Observability Practices with Python, Prometheus, and Grafana

Observability Practices with a Real-World Example

Observability is essential for understanding how our applications behave in production. It involves collecting metrics, logs, and traces to detect issues, analyze trends, and optimize performance. Good observability allows teams to quickly identify bottlenecks, react to incidents, and maintain reliable systems.

What is Observability?

Observability is the ability to measure the internal state of a system by examining its outputs. In modern software, this means having visibility into metrics (quantitative measurements), logs (detailed event records), and traces (end-to-end request flows).

Real-World Example: Python, Prometheus, and Grafana

Let's look at a practical example.
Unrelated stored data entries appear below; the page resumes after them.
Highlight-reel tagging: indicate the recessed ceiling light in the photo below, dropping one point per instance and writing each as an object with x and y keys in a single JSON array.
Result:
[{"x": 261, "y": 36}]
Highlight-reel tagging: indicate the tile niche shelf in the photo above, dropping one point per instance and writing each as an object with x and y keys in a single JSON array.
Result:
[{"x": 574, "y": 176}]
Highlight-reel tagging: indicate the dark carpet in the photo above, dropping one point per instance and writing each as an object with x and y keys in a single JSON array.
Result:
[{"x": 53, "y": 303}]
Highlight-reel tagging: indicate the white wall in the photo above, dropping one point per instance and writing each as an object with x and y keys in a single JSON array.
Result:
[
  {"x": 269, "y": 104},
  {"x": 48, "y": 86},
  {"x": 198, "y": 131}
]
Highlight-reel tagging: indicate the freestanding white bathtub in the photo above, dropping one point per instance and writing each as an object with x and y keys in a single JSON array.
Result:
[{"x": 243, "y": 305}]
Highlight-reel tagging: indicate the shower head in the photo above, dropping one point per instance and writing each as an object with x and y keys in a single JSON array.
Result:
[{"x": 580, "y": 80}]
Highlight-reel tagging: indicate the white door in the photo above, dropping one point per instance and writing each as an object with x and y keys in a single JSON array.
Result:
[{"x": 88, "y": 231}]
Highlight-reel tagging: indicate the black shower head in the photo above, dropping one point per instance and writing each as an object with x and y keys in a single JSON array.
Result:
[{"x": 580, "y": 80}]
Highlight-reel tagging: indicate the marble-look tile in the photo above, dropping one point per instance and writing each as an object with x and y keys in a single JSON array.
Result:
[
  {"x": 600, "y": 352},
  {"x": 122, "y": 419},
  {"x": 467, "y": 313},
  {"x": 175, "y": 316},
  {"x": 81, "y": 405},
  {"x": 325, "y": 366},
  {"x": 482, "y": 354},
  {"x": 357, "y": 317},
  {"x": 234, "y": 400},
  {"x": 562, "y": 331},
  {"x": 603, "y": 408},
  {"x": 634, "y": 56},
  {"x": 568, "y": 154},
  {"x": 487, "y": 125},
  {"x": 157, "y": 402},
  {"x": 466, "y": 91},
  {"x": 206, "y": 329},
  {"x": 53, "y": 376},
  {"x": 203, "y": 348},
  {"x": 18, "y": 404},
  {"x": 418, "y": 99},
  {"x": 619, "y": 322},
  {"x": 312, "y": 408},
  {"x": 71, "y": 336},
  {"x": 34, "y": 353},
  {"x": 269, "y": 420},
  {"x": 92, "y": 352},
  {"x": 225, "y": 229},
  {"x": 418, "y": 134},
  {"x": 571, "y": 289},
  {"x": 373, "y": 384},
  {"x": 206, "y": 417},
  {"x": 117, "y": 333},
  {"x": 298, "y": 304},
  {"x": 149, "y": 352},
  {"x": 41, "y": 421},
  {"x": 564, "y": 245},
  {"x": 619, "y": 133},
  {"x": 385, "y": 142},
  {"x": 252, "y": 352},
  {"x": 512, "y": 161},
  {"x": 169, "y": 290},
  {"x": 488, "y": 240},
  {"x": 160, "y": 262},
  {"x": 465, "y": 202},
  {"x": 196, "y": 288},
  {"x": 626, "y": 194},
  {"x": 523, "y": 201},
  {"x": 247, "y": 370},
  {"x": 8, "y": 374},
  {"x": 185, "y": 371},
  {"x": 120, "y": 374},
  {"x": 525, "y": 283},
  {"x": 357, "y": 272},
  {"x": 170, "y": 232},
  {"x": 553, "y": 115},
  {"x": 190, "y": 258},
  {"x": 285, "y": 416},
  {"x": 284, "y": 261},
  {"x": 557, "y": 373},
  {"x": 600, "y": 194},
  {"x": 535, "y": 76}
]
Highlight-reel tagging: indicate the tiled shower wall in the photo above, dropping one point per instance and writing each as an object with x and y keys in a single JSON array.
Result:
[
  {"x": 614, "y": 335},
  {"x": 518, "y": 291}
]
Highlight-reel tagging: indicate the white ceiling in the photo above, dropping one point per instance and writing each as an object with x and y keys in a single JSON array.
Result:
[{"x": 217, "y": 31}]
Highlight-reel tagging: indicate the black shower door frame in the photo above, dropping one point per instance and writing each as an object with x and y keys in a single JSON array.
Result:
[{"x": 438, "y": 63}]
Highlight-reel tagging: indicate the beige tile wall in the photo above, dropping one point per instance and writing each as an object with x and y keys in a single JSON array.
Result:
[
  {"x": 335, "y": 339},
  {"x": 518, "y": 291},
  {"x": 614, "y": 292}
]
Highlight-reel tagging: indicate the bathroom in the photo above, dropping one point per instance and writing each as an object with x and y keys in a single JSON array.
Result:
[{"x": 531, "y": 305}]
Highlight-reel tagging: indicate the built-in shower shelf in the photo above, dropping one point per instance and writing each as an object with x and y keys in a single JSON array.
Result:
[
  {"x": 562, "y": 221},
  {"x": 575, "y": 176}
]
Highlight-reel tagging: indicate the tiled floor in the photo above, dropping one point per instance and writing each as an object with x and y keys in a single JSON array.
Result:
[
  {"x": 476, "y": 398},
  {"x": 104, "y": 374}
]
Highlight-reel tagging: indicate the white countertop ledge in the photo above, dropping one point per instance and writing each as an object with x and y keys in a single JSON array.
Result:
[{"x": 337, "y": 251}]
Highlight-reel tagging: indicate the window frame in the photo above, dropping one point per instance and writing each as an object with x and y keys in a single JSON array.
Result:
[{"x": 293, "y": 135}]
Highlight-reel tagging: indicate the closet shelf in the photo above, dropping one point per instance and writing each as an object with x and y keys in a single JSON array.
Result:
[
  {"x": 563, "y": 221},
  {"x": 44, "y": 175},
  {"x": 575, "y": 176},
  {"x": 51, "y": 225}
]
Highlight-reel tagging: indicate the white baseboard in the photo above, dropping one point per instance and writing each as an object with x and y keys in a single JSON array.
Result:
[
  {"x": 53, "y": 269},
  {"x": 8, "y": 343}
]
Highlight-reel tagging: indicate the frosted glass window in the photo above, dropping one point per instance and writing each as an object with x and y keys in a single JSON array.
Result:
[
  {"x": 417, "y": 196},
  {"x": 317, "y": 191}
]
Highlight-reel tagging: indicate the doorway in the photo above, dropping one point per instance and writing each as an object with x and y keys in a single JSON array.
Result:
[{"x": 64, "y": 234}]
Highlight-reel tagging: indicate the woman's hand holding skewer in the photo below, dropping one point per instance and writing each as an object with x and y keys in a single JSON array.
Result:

We build a simple Python API with Flask that exposes two key metrics using Prometheus:

http_requests_total: the number of HTTP requests received.
http_request_latency_seconds: the average latency of those requests.

The script also simulates traffic automatically, so there is always data available for monitoring.

We use Docker to run Prometheus and Grafana. Prometheus scrapes the metrics from our API, and Grafana visualizes them in real time. This setup is very similar to what you would use in a production environment.

Diagram

Example Code

from flask import Flask, jsonify
from prometheus_client import Counter, Summary, generate_latest, CONTENT_TYPE_LATEST
import time, random, threading, requests

app = Flask(__name__)
REQUEST_COUNT = Counter('http_requests_total', 'Total HTTP requests', ['method', 'endpoint'])
REQUEST_LATENCY = Summary('http_request_latency_seconds', 'HTTP request latency', ['endpoint'])

@app.route('/api')
def api():
    start = time.time()
    time.sleep(random.uniform(0.1, 0.8))
    REQUEST_COUNT.labels(method='GET', endpoint='/api').inc()
    REQUEST_LATENCY.labels(endpoint='/api').observe(time.time() - start)
    return jsonify({'message': 'Hello, observability!'})

@app.route('/metrics')
def metrics():
    return generate_latest(), 200, {'Content-Type': CONTENT_TYPE_LATEST}

def generate_traffic():
    while True:
        try:
            requests.get('http://localhost:8000/api')
        except Exception:
            pass
        time.sleep(random.uniform(0.5, 2))

if __name__ == '__main__':
    threading.Thread(target=generate_traffic, daemon=True).start()
    app.run(host='0.0.0.0', port=8000)

Prometheus Configuration (prometheus.yml)

global:
  scrape_interval: 5s
scrape_configs:
  - job_name: 'python-app'
    static_configs:
      - targets: ['host.docker.internal:8000']

Docker Compose Example

docker-compose.yml:
version: '3.8'
services:
  prometheus:
    image: prom/prometheus:latest
    volumes:
      - ./prometheus.yml:/etc/prometheus/prometheus.yml
    ports:
      - '9090:9090'
  grafana:
    image: grafana/grafana:latest
    ports:
      - '3000:3000'
    depends_on:
      - prometheus

Grafana Queries

Total requests: sum(rate(http_requests_total[1m]))
Average latency: rate(http_request_latency_seconds_sum[1m]) / rate(http_request_latency_seconds_count[1m])

Prometheus

It collects, stores, and queries metrics (such as CPU usage, memory, network traffic, etc.).

Dashboard Example

You can create a dashboard in Grafana to visualize these metrics in real time. This allows you to monitor your API's health, spot trends, and set up alerts for anomalies.

Why is this important?

With these metrics, you can:

Detect performance issues (e.g., high latency)
Monitor traffic patterns
Set up alerts for abnormal behavior
Make data-driven decisions to improve your application

How to Try It Yourself

Clone the repository and install dependencies:

   pip install flask prometheus_client requests

Run the Python script to start the API and metrics endpoint.
Use Docker Compose to start Prometheus and Grafana.
In Grafana, add Prometheus as a data source and create dashboards with queries like:
- sum(rate(http_requests_total[1m]))
- rate(http_request_latency_seconds_sum[1m]) / rate(http_request_latency_seconds_count[1m])

Conclusion

Observability is not just about collecting data, but about making your systems transparent and manageable. With tools like Prometheus and Grafana, and a few lines of code, you can gain valuable insights into your applications and ensure their reliability.